Furthermore, this study also constructed an easy-to-use, graphical analog computation device—the nomogram, which allows clinicians to obtain results quickly and reliably by simply drawing several lines. The work carried out by Li et al [41] developed a nomogram based on the iodine concentration of the tumor and Borrmann classification for the distinction of LN metastasis in patients with gastric cancer, which yielded AUCs of 0.760 and 0.793 and accuracies of 0.700 and 0.757 in the training and test cohorts, respectively. In contrast, the radiomics-based nomogram in the present study showed higher AUCs of 0.886 and 0.881 in the training and test cohort, as well as higher accuracy of 84% in both cohorts. The superior performance in this study was presumably attributable to the inclusion of the radiomics scores, which incorporated numerous quantitative features, especially parameters not easily visible by simple visual analysis or measured by routine imaging tools. The nomogram carries great clinical significance in assisting clinicians for the selection of appropriate candidates for NAC treatment. Despite the promise in downgrading of the disease and improving the radical resection rate, evidence-based demonstration of a survival benefit of NAC compared with surgery alone is absent until now. A problem with intensive NAC is the possible inclusion of patients who may be curable by surgery alone experiencing grave adverse events from unnecessary chemotherapy [2]. Identification of the presence of LN metastasis serves as a key point in the selection of appropriate candidates for NAC therapy [2, 5]. Both the radiomics model and nomogram in the current study yield excellent performance for the distinction of LN metastasis and could offer net benefits over the “treat-all” or “treat-none” strategy within certain threshold probability.

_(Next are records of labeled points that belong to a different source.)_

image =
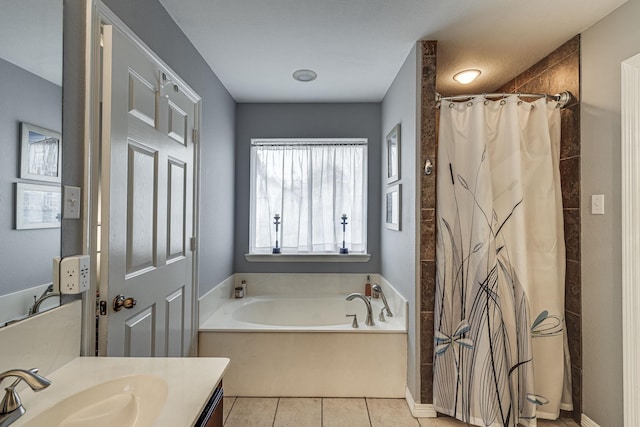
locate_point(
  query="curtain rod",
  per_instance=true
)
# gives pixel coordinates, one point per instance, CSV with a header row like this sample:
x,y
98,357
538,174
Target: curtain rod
x,y
561,98
307,142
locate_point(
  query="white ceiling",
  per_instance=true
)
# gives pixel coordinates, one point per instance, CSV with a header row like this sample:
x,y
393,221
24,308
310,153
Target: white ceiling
x,y
31,36
358,46
355,46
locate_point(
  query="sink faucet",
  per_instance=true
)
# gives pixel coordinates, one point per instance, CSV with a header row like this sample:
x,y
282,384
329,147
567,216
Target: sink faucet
x,y
48,293
11,407
369,321
378,289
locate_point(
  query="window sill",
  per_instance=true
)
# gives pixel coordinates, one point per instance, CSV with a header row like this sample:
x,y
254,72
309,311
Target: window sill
x,y
307,257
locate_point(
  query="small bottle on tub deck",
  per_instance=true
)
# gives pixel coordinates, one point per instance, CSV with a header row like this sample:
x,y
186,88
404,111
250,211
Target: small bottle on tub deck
x,y
374,293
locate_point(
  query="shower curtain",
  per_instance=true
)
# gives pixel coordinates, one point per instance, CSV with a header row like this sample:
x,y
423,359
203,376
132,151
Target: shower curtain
x,y
501,355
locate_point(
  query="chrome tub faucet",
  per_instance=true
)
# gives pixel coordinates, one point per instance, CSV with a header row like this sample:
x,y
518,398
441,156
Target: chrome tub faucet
x,y
377,288
369,321
11,406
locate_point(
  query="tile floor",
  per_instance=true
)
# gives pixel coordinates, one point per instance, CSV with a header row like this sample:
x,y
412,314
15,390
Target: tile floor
x,y
334,412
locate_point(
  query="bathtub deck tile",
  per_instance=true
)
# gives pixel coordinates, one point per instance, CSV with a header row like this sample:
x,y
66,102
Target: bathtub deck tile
x,y
347,412
227,404
297,412
252,412
441,422
390,412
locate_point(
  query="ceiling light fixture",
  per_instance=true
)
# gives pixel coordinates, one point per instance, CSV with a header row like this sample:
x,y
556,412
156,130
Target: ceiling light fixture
x,y
304,75
467,76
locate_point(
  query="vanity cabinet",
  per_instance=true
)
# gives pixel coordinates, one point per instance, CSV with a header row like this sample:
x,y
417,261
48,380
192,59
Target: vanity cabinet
x,y
211,415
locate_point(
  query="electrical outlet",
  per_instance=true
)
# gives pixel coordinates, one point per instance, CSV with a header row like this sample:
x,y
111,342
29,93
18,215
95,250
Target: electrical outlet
x,y
71,205
597,204
56,274
74,274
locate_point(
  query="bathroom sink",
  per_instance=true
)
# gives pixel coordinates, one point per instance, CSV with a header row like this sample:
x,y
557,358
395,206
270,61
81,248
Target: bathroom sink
x,y
127,401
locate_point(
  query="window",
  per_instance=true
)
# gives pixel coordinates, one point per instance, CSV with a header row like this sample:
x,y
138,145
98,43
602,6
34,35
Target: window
x,y
310,184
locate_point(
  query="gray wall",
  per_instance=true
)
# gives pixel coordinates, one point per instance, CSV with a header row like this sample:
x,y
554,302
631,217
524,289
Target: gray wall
x,y
25,255
306,121
604,46
398,248
151,22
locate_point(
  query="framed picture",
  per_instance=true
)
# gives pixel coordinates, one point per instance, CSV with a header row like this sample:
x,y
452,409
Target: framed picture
x,y
393,155
393,207
38,206
40,151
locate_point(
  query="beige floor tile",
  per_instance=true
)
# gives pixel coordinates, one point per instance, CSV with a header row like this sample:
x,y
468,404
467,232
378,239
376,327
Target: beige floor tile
x,y
345,413
428,422
252,412
390,413
227,404
299,412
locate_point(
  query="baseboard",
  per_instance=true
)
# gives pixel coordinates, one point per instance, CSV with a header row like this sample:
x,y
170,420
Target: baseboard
x,y
419,410
587,422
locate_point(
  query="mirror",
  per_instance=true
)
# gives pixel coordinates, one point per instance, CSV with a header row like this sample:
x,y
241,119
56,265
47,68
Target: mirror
x,y
30,122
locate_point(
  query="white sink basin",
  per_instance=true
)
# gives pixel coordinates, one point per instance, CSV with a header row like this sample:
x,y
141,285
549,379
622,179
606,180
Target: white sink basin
x,y
127,401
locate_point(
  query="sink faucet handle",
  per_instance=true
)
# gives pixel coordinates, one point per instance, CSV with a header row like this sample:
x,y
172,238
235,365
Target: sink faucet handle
x,y
354,324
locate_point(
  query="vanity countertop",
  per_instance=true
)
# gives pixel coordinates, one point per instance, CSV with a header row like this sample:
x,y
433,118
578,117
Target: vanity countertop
x,y
190,381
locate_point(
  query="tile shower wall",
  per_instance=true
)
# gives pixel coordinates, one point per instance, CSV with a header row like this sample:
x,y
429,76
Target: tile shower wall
x,y
557,72
428,135
560,71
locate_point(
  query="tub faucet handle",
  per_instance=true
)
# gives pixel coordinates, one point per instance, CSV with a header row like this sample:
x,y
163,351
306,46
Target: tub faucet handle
x,y
354,324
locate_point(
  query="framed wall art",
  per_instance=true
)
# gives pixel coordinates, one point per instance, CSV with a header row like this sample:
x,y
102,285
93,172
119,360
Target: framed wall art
x,y
40,154
393,154
38,206
393,207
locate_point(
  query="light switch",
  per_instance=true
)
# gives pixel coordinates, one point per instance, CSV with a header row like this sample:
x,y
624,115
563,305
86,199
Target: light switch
x,y
71,202
597,204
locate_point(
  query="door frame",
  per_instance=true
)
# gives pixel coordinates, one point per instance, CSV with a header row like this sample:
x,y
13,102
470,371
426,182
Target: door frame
x,y
96,14
630,151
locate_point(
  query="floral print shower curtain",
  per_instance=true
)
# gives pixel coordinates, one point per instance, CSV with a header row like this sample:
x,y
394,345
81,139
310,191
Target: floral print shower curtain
x,y
501,355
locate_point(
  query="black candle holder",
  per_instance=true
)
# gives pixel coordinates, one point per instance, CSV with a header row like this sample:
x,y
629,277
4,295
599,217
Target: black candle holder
x,y
276,221
343,249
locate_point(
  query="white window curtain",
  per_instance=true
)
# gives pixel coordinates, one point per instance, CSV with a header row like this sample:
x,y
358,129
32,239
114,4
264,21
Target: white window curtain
x,y
310,184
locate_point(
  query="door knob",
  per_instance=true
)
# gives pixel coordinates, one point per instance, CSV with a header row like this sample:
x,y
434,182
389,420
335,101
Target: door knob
x,y
120,301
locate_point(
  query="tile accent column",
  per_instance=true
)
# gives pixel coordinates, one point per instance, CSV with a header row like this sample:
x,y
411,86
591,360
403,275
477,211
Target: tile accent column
x,y
428,136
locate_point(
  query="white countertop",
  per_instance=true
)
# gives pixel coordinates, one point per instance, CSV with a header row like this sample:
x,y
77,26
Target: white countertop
x,y
191,382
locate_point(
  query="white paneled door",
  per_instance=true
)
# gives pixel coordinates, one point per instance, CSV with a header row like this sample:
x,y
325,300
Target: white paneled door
x,y
147,200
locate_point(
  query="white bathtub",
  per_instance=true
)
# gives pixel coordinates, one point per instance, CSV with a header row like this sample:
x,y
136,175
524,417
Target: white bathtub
x,y
304,345
321,313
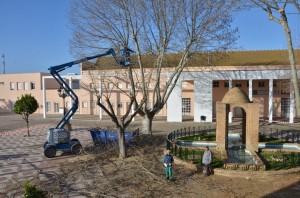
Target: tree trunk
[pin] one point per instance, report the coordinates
(147, 124)
(122, 145)
(27, 128)
(293, 66)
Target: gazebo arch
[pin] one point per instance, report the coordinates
(235, 97)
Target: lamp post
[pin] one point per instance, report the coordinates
(61, 93)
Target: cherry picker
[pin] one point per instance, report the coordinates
(58, 138)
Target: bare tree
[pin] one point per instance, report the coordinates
(105, 84)
(276, 10)
(156, 29)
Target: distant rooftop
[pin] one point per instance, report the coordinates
(230, 58)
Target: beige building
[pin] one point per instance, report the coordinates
(263, 75)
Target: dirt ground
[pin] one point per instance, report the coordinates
(142, 176)
(102, 174)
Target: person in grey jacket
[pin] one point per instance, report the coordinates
(206, 160)
(168, 161)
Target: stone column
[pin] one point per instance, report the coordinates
(270, 100)
(221, 126)
(250, 90)
(44, 97)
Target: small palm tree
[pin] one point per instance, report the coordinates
(25, 106)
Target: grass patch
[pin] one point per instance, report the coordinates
(196, 157)
(200, 137)
(263, 138)
(280, 160)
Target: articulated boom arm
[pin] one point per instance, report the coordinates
(54, 71)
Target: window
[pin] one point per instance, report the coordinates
(12, 86)
(18, 86)
(261, 84)
(149, 85)
(110, 85)
(238, 84)
(285, 107)
(56, 107)
(25, 85)
(186, 106)
(32, 85)
(120, 85)
(84, 104)
(92, 85)
(120, 105)
(226, 84)
(138, 85)
(184, 84)
(75, 84)
(48, 107)
(93, 104)
(216, 84)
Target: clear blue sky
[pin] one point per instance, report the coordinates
(34, 34)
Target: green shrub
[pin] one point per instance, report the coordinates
(31, 191)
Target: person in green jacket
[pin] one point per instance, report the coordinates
(168, 161)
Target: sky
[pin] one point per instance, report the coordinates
(35, 35)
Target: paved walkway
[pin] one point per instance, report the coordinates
(23, 157)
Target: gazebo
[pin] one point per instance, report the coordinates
(235, 97)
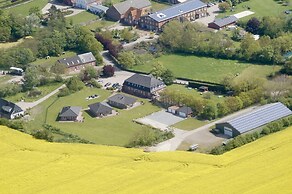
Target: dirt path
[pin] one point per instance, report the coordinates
(196, 134)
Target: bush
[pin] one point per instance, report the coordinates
(43, 134)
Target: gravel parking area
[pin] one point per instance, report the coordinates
(161, 119)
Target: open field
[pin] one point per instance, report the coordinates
(203, 68)
(190, 124)
(52, 60)
(268, 8)
(24, 95)
(114, 130)
(24, 9)
(82, 17)
(264, 166)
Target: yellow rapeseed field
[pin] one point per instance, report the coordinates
(33, 166)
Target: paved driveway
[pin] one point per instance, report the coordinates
(161, 119)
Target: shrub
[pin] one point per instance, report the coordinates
(43, 134)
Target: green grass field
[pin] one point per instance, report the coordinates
(82, 17)
(24, 9)
(205, 68)
(114, 130)
(190, 124)
(260, 7)
(24, 95)
(52, 60)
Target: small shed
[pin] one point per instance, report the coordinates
(203, 89)
(184, 111)
(172, 109)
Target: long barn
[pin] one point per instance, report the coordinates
(253, 120)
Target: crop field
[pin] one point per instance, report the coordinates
(113, 130)
(204, 68)
(268, 8)
(35, 166)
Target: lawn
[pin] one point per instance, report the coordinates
(156, 6)
(24, 95)
(35, 166)
(24, 8)
(205, 68)
(260, 7)
(198, 68)
(114, 130)
(52, 60)
(82, 18)
(99, 24)
(190, 124)
(189, 91)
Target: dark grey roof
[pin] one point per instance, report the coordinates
(147, 81)
(123, 7)
(260, 117)
(177, 10)
(100, 108)
(78, 60)
(225, 21)
(70, 111)
(9, 108)
(122, 99)
(185, 109)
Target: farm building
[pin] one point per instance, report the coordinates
(145, 86)
(70, 113)
(100, 109)
(184, 111)
(129, 11)
(189, 10)
(253, 120)
(78, 62)
(121, 101)
(221, 23)
(10, 110)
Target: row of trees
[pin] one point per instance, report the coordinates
(197, 39)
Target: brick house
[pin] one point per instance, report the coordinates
(189, 10)
(78, 62)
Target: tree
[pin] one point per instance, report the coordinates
(224, 6)
(31, 78)
(108, 70)
(126, 59)
(253, 25)
(74, 84)
(167, 77)
(209, 111)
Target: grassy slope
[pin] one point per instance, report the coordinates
(24, 9)
(260, 7)
(203, 68)
(116, 130)
(263, 166)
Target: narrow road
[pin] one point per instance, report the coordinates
(28, 105)
(173, 144)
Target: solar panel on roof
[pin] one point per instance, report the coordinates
(260, 117)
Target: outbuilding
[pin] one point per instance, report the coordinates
(254, 120)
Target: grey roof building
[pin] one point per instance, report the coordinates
(100, 109)
(255, 119)
(184, 111)
(121, 101)
(10, 110)
(223, 22)
(81, 59)
(142, 85)
(70, 113)
(177, 10)
(117, 11)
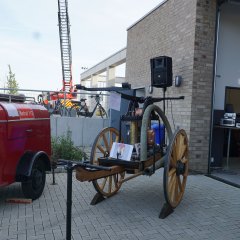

The study had several limitations. Firstly, due to the retrospective design of the study, carcinoembryonic antigen results close to the CT scanning were performed outside our institution and not available for a subset of patients; thus, they were not included. Secondly, the study focused only on the binary classification of patients with negative or positive LN metastasis. The role of radiomics in the prediction of the detailed stage (N1-N3b) and anatomical location (16 stations) of LN metastasis was not investigated which merits further studies. Thirdly, the study only included a small number of subjects; future researches with larger population and external validation would be warranted. Finally, the radiomics features were extracted based on three-dimensional VOIs, which were labor-intensive, and further studies using two-dimensional region-of-interest-based features should be explored.

The study proved that radiomics nomogram might hold promise in the preoperative individualized prediction of LN metastasis in patients with gastric cancer.